Sunday, August 1, 2010


In today's NYTimes, via the AP, Saudi Arabia to Block BlackBerry Messaging. The UAE, however, decided first and Saudi Arabia decided to do so as well, which makes for a rather odd headline. The UAE isn't instituting the ban until October 11, and why they are taking so long isn't addressed in the article at all. (Saudi Arabia will, maybe, block messages "later this month.") I assume they could do it tomorrow if they wanted. Is it more a case of posturing, to get some local control over BlackBerry messaging?

From the article:
Regulators say the devices operate outside of laws put in place after their introduction in the country, and that the lack of compliance with local laws raises ''judicial, social and national security concerns for the UAE.''
Regulators said they have sought compromises with BlackBerry maker Research in Motion on their concerns, but failed to reach an agreement on the issue.
Sounds like strong-arming. Why is this needed, and why only with BlackBerry?
Unlike many other smart phones, BlackBerry devices use a system that updates a user's inbox by sending encrypted messages through company servers abroad, including RIM's home nation of Canada.

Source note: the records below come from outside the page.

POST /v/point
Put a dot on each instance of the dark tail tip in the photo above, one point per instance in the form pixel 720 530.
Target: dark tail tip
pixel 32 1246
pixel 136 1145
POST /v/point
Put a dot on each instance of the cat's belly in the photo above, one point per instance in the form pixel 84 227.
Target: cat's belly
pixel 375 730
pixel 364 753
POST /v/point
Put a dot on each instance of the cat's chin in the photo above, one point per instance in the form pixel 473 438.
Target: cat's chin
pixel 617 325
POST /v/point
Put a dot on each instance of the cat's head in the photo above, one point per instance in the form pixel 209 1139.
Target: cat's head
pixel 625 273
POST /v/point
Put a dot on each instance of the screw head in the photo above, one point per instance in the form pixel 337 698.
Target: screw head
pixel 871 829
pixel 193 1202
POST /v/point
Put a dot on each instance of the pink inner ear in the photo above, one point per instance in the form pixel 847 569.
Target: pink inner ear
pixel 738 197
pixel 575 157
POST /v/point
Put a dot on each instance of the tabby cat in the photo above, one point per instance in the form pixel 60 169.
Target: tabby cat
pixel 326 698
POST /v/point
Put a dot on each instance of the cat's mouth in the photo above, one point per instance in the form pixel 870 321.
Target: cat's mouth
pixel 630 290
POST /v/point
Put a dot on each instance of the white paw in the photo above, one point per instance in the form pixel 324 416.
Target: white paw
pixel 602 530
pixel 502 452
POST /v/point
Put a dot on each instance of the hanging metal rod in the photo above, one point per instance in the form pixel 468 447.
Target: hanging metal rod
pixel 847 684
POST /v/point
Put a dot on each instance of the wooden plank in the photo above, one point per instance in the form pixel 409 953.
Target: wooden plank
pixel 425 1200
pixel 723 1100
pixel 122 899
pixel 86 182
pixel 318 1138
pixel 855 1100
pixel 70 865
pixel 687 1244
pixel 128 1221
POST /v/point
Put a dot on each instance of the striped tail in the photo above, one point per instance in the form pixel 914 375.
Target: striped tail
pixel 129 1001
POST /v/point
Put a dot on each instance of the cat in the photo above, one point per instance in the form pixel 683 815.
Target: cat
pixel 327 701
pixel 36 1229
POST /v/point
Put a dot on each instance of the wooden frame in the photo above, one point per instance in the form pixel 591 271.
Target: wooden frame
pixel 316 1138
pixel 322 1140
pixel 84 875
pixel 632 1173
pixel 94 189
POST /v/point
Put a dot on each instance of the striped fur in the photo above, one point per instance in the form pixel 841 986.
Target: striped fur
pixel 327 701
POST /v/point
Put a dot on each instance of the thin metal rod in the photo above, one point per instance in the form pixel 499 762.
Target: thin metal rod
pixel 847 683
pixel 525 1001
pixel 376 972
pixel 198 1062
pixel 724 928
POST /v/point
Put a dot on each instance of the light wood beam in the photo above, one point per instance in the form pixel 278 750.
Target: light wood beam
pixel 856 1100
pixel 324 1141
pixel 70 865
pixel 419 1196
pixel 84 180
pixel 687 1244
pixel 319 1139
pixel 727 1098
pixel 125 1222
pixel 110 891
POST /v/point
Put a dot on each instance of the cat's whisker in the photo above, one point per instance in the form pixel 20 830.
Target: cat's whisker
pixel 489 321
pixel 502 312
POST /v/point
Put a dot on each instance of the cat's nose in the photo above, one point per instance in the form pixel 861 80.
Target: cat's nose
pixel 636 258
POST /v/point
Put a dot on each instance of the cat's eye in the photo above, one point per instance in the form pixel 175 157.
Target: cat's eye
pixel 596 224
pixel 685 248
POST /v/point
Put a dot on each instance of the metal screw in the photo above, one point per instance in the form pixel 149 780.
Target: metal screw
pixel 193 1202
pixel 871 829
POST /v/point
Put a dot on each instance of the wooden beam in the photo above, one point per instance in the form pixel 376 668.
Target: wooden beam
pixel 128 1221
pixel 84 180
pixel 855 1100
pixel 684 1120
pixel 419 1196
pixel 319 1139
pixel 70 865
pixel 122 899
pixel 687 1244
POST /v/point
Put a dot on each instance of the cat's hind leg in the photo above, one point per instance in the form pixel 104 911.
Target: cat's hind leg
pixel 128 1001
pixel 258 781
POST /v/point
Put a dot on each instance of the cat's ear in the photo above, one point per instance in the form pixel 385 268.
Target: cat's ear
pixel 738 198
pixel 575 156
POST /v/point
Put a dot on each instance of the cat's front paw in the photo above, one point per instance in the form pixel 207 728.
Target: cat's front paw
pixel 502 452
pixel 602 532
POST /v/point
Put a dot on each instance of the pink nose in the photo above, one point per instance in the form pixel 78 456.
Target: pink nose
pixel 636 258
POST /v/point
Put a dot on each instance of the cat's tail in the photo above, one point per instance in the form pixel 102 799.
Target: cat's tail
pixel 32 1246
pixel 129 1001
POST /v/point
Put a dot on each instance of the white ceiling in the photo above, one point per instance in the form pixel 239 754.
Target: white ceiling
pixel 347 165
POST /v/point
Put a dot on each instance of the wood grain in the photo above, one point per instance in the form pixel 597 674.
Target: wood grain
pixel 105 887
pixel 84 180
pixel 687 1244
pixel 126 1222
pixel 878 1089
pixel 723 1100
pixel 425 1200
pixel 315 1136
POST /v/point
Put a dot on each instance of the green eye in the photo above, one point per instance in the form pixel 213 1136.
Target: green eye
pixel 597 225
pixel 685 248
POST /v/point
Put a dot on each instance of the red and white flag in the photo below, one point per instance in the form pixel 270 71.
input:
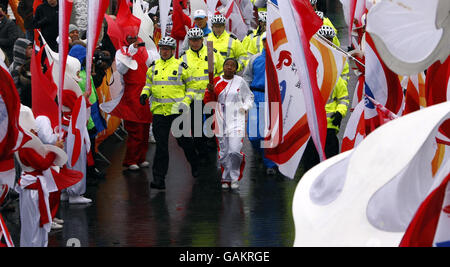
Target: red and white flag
pixel 415 93
pixel 437 83
pixel 11 138
pixel 381 84
pixel 301 23
pixel 353 9
pixel 287 124
pixel 430 225
pixel 64 12
pixel 43 91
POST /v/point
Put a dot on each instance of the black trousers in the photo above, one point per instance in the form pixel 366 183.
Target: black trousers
pixel 200 140
pixel 311 156
pixel 161 130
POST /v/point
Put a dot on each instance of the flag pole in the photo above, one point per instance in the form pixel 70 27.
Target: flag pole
pixel 340 50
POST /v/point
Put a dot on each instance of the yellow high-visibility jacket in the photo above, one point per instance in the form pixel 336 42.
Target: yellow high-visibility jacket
pixel 338 102
pixel 248 39
pixel 166 84
pixel 198 64
pixel 327 21
pixel 228 45
pixel 255 45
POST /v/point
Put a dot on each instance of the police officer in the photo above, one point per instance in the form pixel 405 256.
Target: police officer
pixel 197 58
pixel 228 45
pixel 253 42
pixel 166 83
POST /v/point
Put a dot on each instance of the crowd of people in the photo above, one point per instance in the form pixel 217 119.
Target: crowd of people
pixel 160 88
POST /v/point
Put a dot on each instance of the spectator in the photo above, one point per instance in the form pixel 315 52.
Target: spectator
pixel 46 19
pixel 25 10
pixel 74 36
pixel 8 33
pixel 20 69
pixel 254 75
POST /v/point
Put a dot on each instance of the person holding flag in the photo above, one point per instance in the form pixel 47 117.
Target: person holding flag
pixel 326 21
pixel 254 75
pixel 253 43
pixel 133 60
pixel 336 109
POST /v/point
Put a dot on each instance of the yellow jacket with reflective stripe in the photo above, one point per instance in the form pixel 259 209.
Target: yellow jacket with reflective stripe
pixel 327 21
pixel 338 102
pixel 198 65
pixel 229 46
pixel 166 84
pixel 248 39
pixel 255 45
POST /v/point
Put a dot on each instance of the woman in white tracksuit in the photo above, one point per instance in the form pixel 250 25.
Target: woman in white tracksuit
pixel 232 98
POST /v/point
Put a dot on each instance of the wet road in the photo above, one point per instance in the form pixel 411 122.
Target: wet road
pixel 191 212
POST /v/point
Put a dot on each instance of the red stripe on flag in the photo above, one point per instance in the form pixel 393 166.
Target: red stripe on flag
pixel 308 23
pixel 436 82
pixel 422 228
pixel 278 34
pixel 274 96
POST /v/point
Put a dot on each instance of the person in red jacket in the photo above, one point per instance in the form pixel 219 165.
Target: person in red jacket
pixel 133 62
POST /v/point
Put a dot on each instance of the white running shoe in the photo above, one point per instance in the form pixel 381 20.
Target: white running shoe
pixel 133 167
pixel 64 196
pixel 79 200
pixel 144 164
pixel 58 221
pixel 56 226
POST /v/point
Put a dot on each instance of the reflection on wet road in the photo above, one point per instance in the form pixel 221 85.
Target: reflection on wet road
pixel 190 212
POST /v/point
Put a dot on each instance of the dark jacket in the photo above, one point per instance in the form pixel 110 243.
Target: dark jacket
pixel 46 19
pixel 8 35
pixel 20 71
pixel 25 10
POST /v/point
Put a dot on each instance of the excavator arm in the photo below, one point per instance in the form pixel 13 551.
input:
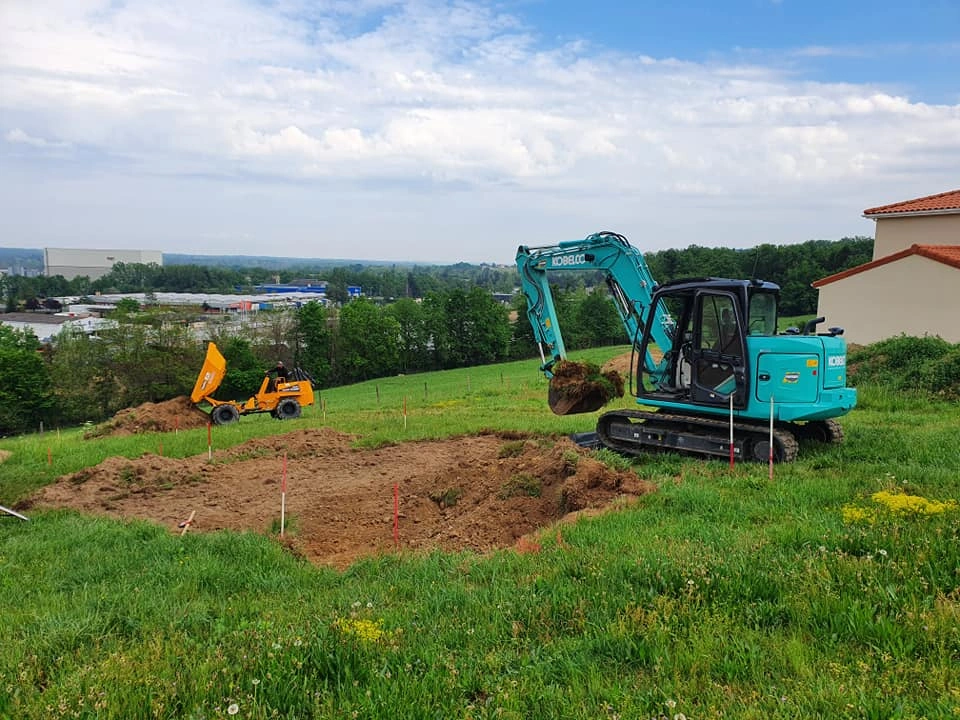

Users like the system because it is seen as more secure, but it also makes BlackBerry messages far harder to monitor than ones sent through domestic servers that authorities could tap into, analysts say.
Ah, the surveillance society! I would assume the US already intercepts and decrypts all the BlackBerry info. Apparently we aren't sharing enough with the UAE or Saudi Arabia.

Addition: What this strongly implies, if not outright makes clear (ok it's clear, they just don't say it) is that the UAE and Saudi Arabia are already scanning/reading/monitoring/intercepting all the traffic they want on other phone devices.

The NYT decided their own writeup would be better than the thin AP wire feed, so they have an article up.